Il Parlamento attuale è un’assemblea di nominati, un corpo estraneo al Paese reale, alla rappresentatività, plasmato dal cinismo del Rosatellum e dei suoi disastrosi predecessori. Ma mentre l’opinione pubblica percepisce giustamente questo declino come una stortura da correggere, la proposta di Fratelli d’Italia puntava a trasformare la patologia in sistema, istituzionalizzando l’esproprio della sovranità popolare, invece di restituire ai cittadini il diritto costituzionale di scegliere i propri rappresentanti.

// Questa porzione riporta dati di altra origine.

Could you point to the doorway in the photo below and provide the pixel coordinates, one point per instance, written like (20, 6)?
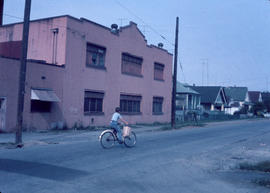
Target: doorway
(3, 107)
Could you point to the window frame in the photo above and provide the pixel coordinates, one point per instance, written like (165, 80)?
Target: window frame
(157, 105)
(130, 104)
(128, 62)
(159, 67)
(95, 49)
(93, 99)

Avrebbe legalmente blindato e istituzionalizzato l’esistenza di una stirpe (già) “eletta”.

L’introduzione delle preferenze solo “dal secondo nome in giù” non sarebbe stata una concessione alla democrazia, ma una foglia di fico per poter dire: “Il popolo ora sceglie”, mentre i seggi sicuri restavano di proprietà delle segreterie.

Questo meccanismo avrebbe spaccato il Parlamento in due: da una parte l’aristocrazia dei nominati, dall’altra la manovalanza, i numeri.

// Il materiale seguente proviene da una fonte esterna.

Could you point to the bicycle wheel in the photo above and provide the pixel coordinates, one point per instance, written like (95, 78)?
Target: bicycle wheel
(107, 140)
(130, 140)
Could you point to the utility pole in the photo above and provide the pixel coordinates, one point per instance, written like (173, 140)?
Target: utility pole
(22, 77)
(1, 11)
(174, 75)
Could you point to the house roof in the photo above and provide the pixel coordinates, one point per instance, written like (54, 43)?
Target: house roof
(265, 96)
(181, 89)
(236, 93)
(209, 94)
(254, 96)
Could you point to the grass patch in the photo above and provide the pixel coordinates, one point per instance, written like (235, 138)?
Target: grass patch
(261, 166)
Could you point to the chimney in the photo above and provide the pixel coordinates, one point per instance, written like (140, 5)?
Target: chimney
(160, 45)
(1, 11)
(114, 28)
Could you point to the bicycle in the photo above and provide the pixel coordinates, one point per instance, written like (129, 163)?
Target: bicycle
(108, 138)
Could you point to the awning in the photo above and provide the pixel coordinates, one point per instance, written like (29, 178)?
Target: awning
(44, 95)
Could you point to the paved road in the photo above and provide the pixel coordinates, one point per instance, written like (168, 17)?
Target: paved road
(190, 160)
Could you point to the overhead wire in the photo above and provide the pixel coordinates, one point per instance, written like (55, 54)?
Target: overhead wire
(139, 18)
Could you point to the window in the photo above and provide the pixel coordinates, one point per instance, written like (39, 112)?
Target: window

I primi avrebbero esercitato il mandato nel nome del capo, mentre gli altri, agognando conferme, li avrebbero solo stupidamente seguiti.

Normalizzare tale sistema avrebbe significato cancellare la possibilità stessa di invertire la tendenza al sacrificio della rappresentanza. La bocciatura alla Camera, anche se per un solo voto, ha per ora fermato la mano bieca di chi voleva codificare la sottomissione degli eletti e l’inutilità degli elettori, ma il pericolo resta ed è il tentativo di trasformare un abuso consolidato nella regola definitiva della Repubblica.